Hidden histories of diversity and empowerment
Finally, the history of Canning Town is also a lesson in how histories have been erased or overlooked; when we uncover them we uncover a much richer and more complex story of place, which teaches us all to be wary of simplistic narratives. Canning Town is often thought of and described as a predominantly white working class area, but that is a very selective post-war view. Its proximity to the docks made it home to a very diverse population, from Germans and Italians in the early 20th century, to West Indians and ‘Lascars’ (sailors, mostly from South Asia). By the 1921 census there were 1000 Indians in Canning Town alone and, by the 1930s, the largest black community in London (Compas research paper, 2008).

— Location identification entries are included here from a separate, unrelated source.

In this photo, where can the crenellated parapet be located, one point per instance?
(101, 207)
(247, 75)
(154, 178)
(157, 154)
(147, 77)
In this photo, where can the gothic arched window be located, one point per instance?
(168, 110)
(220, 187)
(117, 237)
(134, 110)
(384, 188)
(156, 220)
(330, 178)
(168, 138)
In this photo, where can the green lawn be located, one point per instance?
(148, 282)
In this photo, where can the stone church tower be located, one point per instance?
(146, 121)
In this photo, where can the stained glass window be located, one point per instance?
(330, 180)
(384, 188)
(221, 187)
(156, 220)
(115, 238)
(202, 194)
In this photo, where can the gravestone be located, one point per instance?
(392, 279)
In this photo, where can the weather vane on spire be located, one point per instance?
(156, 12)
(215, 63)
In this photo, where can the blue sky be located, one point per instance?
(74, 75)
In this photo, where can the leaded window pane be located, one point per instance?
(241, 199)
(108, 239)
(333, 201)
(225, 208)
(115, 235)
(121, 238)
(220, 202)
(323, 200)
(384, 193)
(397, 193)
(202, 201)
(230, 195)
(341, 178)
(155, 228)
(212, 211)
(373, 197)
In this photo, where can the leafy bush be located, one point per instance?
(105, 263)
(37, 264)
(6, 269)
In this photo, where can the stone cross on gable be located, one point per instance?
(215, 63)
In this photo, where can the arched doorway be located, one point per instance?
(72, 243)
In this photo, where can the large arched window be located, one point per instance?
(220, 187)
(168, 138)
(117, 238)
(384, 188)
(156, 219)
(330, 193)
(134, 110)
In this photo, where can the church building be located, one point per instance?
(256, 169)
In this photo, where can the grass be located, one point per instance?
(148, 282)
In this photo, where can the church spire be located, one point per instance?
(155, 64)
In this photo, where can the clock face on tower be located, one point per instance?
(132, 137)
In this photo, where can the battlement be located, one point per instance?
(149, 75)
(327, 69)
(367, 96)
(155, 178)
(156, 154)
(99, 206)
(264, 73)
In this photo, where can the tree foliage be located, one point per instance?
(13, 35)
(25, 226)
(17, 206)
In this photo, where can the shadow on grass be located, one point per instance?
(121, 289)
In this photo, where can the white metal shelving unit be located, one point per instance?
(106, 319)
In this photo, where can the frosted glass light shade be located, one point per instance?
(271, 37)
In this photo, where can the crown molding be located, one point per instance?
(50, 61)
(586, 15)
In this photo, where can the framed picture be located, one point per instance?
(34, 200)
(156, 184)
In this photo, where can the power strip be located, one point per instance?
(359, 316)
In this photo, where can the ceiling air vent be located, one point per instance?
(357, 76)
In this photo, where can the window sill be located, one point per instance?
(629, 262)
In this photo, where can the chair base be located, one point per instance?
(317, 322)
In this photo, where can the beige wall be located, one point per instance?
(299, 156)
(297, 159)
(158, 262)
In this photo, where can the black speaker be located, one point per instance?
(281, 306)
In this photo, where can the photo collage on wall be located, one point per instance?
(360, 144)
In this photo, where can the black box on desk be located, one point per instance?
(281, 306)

There is another invisible history that I think of almost every day in Canning Town. In the building where I am working there is a plaque to commemorate a speech that Will Thorne gave in 1889 to a crowd on the site that not only paved the way for the creation of the Gas Workers’ Union (now the GMB) but also demonstrated the need for a new public hall to serve the growing demand. Will Thorne was illiterate until his early thirties, the consequence of entering the industrial labour market aged only six. I often wonder what he would make of the ongoing need for services such as benefits and legal advice that Community Links provides on the site now, in particular for people who struggle to fill in the often tortuous forms on their own. There is much work still to be done.
His story is rightly celebrated. But throughout this period Will Thorne was educated, mentored and supported by the tireless Eleanor Marx, the unsung hero of Canning Town, who was there on the frontline and in the shadows supporting strikers and activists. Since reading Rachel Holme’s inspirational biography the youngest daughter of Karl and Jenny Marx has been one of my all-time heroes. There are many many different contexts in which to admire her, but in Canning Town it is her work as an enabler that inspires me the most. At her funeral Will Thorne ‘expressed his gratitude for the way she had tutored him, giving him the education of which he had been deprived, empowering another rather than making a mark herself’ (source). Tapping away at a keyboard beneath the ornate roof that perhaps (or perhaps not, who knows?) once resonated to the sound of her speeches — or even her raucous laughter — trekking back west in the dark on my bike (a luxury to which Eleanor did not have access; she made the journey on foot, day after day), it’s an honour to work, however fleetingly, in her shadow.